Question-réponse

Dans quels cas l'administration doit-elle reclasser un agent contractuel ?

Vérifié le 10 août 2018 - Direction de l'information légale et administrative (Premier ministre)

Dans certaines situations modifiant les conditions d'emploi d'un contractuel, l'administration doit reclasser sur un autre emploi l'agent qui le demande. En cas de refus de l'emploi proposé par l'administration ou en cas d'impossibilité de reclassement, l'agent est licencié.

  • Suppression du besoin ou de l'emploi qui a justifié le recrutement de l'agent
  • Transformation du besoin ou de l'emploi qui a justifié le recrutement, lorsque l'adaptation de l'agent au nouveau besoin n'est pas possible
  • Recrutement d'un fonctionnaire
  • Refus par l'agent d'une modification d'un élément substantiel de son contrat

  À savoir :

l'inaptitude physique définitive à occuper son emploi à la fin d'un congé de maladie, de maternité, de paternité ou d'adoption ouvre également droit à reclassement.

Les agents recrutés en CDI ou en CDD sur des emplois vacants peuvent prétendre, à leur demande, à un reclassement.

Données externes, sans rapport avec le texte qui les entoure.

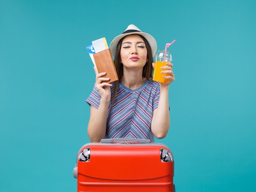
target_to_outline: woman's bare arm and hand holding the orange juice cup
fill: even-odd
[[[159,103],[157,109],[153,111],[153,117],[151,122],[151,130],[153,134],[157,138],[164,138],[170,127],[170,114],[169,114],[169,85],[175,80],[173,74],[173,64],[168,63],[164,69],[168,69],[164,71],[168,76],[164,76],[164,78],[169,79],[167,83],[160,84],[160,96]],[[153,63],[153,67],[155,64]]]

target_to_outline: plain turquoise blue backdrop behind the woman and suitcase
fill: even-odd
[[[129,24],[173,55],[171,127],[179,192],[252,191],[256,2],[0,0],[0,191],[76,191],[95,80],[86,46]]]

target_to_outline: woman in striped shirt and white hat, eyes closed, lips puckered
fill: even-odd
[[[88,136],[91,142],[102,138],[140,138],[154,142],[164,138],[170,126],[168,89],[175,80],[173,64],[162,69],[167,83],[152,80],[153,55],[157,43],[153,36],[135,25],[110,44],[119,81],[104,83],[106,73],[96,73],[94,89],[86,102],[90,105]],[[95,70],[95,69],[94,69]]]

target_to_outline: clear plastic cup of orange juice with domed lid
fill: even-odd
[[[162,71],[166,71],[168,69],[161,69],[161,67],[166,66],[166,63],[171,63],[172,61],[172,56],[169,51],[166,51],[165,56],[164,54],[165,54],[164,49],[157,51],[157,53],[155,54],[155,67],[153,72],[153,80],[158,81],[160,83],[164,83],[165,81],[168,80],[163,78],[163,76],[166,76],[168,74],[162,73]]]

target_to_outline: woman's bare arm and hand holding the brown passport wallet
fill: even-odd
[[[95,69],[94,69],[95,70]],[[100,142],[102,138],[105,137],[106,134],[106,122],[107,122],[107,114],[108,114],[108,105],[110,102],[110,87],[112,86],[109,83],[104,83],[104,80],[109,80],[109,78],[103,78],[102,76],[106,75],[106,73],[96,73],[96,82],[95,87],[99,91],[101,95],[101,100],[99,104],[99,108],[96,109],[91,105],[90,107],[90,119],[88,123],[88,136],[91,142]]]

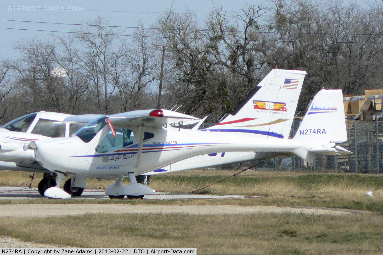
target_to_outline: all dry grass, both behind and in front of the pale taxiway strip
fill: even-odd
[[[190,170],[152,176],[156,191],[189,193],[236,171]],[[28,173],[0,172],[0,185],[29,184]],[[38,177],[36,174],[35,177]],[[41,178],[41,177],[39,177]],[[36,186],[40,179],[33,180]],[[113,181],[87,180],[88,188]],[[129,181],[126,180],[126,184]],[[367,196],[368,191],[373,197]],[[198,254],[381,254],[383,179],[350,173],[248,171],[201,193],[259,195],[258,199],[29,199],[0,203],[131,203],[315,206],[368,210],[343,216],[306,214],[87,214],[1,218],[0,235],[76,247],[191,247]]]

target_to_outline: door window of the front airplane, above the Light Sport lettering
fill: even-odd
[[[116,129],[115,131],[117,136],[114,137],[112,131],[109,131],[96,146],[97,152],[109,152],[133,144],[133,131],[130,129]]]

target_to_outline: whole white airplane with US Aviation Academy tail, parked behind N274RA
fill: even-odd
[[[287,139],[305,75],[306,72],[300,70],[271,70],[258,84],[257,88],[255,88],[229,116],[217,125],[203,130],[246,132],[251,134],[252,137]],[[82,127],[88,121],[99,116],[101,115],[85,114],[74,116],[62,113],[40,112],[27,114],[5,124],[3,127],[7,130],[0,128],[0,146],[3,147],[3,150],[0,149],[0,160],[4,160],[0,161],[0,169],[43,172],[43,180],[39,183],[39,193],[43,195],[47,188],[56,185],[56,173],[52,173],[42,167],[36,161],[31,150],[25,151],[22,149],[25,144],[27,144],[26,141],[64,136],[62,132],[65,133],[65,137],[70,136],[77,131],[79,127]],[[63,121],[65,121],[66,124]],[[43,127],[41,127],[42,124],[44,124]],[[193,129],[198,129],[200,124]],[[10,128],[15,125],[16,127]],[[23,128],[21,129],[19,126],[23,126]],[[235,129],[229,130],[228,126],[235,127]],[[58,127],[61,127],[61,133],[57,131]],[[67,131],[64,131],[65,128]],[[41,131],[41,129],[43,129],[43,131]],[[239,129],[241,130],[239,131]],[[25,134],[20,134],[20,132],[25,132]],[[38,132],[44,135],[44,137],[36,136],[35,134]],[[10,140],[7,137],[13,137],[13,139]],[[14,150],[9,151],[4,149],[6,147],[12,147]],[[267,159],[276,157],[279,153],[223,152],[219,153],[217,157],[216,155],[217,153],[212,153],[181,160],[180,162],[162,167],[148,174]],[[139,177],[140,178],[137,177],[137,181],[146,183],[147,175],[140,175]],[[81,185],[85,183],[85,180],[80,181],[80,179],[79,177],[75,178],[76,184]],[[64,184],[64,190],[74,196],[81,195],[83,188],[73,185],[75,184],[72,183],[71,186],[70,179],[67,180]]]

Ne sont donc pas concernés les contractuels recrutés :

  • pour remplacer temporairement un fonctionnaire ou un autre contractuel absent,
  • ou pour faire face à un accroissement temporaire ou saisonnier d'activité.

L'administration suit la procédure prévue en cas de licenciement (entretien préalable, consultation de la CCP).

À la suite de l'entretien et après consultation de la CCP, l'administration notifie à l'agent sa décision de licenciement par lettre recommandée avec accusé de réception.

Cette lettre précise :

  • le motif du licenciement,
  • la date à laquelle il doit intervenir,
  • le délai dans lequel l'agent doit présenter sa demande de reclassement variable selon son ancienneté.
Délai pour présenter une demande de reclassement

Ancienneté de l'agent

Délai

Inférieure à 6 mois

4 jours

Entre 6 mois et 2 ans

15 jours

Au moins 2 ans

1 mois

Si l'agent ne souhaite pas bénéficier d'un reclassement ou s'il ne formule pas sa demande dans le délai imparti, il est licencié à la date fixée dans la lettre de licenciement. Cette date tient compte de ses droits à congés annuels restant dû et de la durée du préavis.

Lorsque l'agent a demandé son reclassement et qu'aucun emploi n'a pu lui être proposé avant la fin de son préavis, il est mis en congé non rémunéré à la fin de son préavis, pour 3 mois maximum, dans l'attente d'un reclassement.

La mise en congé non rémunéré suspend la date d'effet du licenciement. Une attestation de suspension du contrat de travail du fait de l'administration est remise à l'agent.

Au cours de son congé non rémunéré, l'agent peut à tout moment revenir sur sa demande de reclassement. Il est alors licencié.

Si aucun emploi ne peut lui être proposé au cours de son congé non rémunéré de 3 mois, il est licencié à la fin du congé.

Lorsque l‘agent refuse l'emploi proposé par l'administration, l'agent est également licencié.

Lorsque l’administration n'a pas pu reclasser l'agent, elle informe la CCP des motifs qui ont empêché le reclassement.

L'emploi proposé doit être :

  • au sein des services relevant de l'autorité ayant recruté l'agent,
  • compatible avec ses compétences professionnelles,
  • de même catégorie hiérarchique que l'emploi précédent, ou à défaut, et sous réserve de l'accord exprès de l'agent, de catégorie inférieure.

L'offre de reclassement est écrite et précise.

Lorsque l'agent est en CDD, l'emploi est proposé pour la période restant à courir avant la fin du contrat.